Senate President, Bukola Saraki, on Friday said that he has been exonerated by the recent blow up of President Muhammadu Buhari’ wife, Aisha, about her husband’s leadership.
The first lady said her husband packed his cabinet with people he barely knew, suggesting that the government had been hijacked.
Saraki, who had earlier in the year claimed that there is a ‘government within the government’ of President Buhari, said Mrs. Buhari’s reservation has proved him right.
Saraki’s comments were conveyed by a tweet posted by his media aide, Bamikole Omisore, on Friday morning.
Omisore said Buhari and those who criticised Saraki at the time he made the comments should understand that both the president’s wife and his principal meant well for the administration.
“Aisha Buhari and Bukola Saraki both have the best interest of President Buhari at heart,” Omisore said in the tweet.
Omisore further expanded on his principal’s position in a telephone interview with Premium Times on Friday morning, saying Saraki still strongly believes that Mr. Buhari has been sidelined by a few men in his government.
“It is true that we still believe that there’s a government within the government.”

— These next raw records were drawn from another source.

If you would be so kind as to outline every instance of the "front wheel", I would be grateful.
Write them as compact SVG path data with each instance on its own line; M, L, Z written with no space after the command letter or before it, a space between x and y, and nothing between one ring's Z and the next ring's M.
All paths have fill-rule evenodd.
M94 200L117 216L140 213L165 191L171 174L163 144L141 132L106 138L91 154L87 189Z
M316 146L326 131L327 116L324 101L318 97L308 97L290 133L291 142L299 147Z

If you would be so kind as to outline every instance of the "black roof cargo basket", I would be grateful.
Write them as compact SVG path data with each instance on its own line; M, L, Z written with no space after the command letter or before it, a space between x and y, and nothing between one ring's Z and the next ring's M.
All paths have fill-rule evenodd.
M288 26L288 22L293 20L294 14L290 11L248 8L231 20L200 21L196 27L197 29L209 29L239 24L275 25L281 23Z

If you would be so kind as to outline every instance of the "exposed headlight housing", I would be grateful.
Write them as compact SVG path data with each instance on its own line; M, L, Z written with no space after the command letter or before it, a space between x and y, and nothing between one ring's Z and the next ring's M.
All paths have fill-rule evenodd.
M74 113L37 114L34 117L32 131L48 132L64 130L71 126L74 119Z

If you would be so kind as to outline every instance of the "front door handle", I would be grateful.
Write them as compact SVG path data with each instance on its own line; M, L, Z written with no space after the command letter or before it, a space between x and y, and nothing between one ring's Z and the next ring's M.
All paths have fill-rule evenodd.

“We do believe that the president has good intention and we’re behind him,” Omisore said. “But a situation where a few people are in charge does not bode well for the image and the future of our country.”
Omisore said recent development in which the Minister of Finance openly disagreed with the Governor of Central Bank on economic matters clearly showed that administration officials were taking directives from conflicting authorities.
“A situation where people that work within the executive say one thing and other people that work in the same administration say and even do another thing.
“It shows that people are getting directives from different authorities,” Omisore said.
“Mrs. Buhari is our mother and she has come out to say that the way things are being run, where APC manifesto has been abandoned and the party completely left out of governance, should not continue for too long,” Omisore said.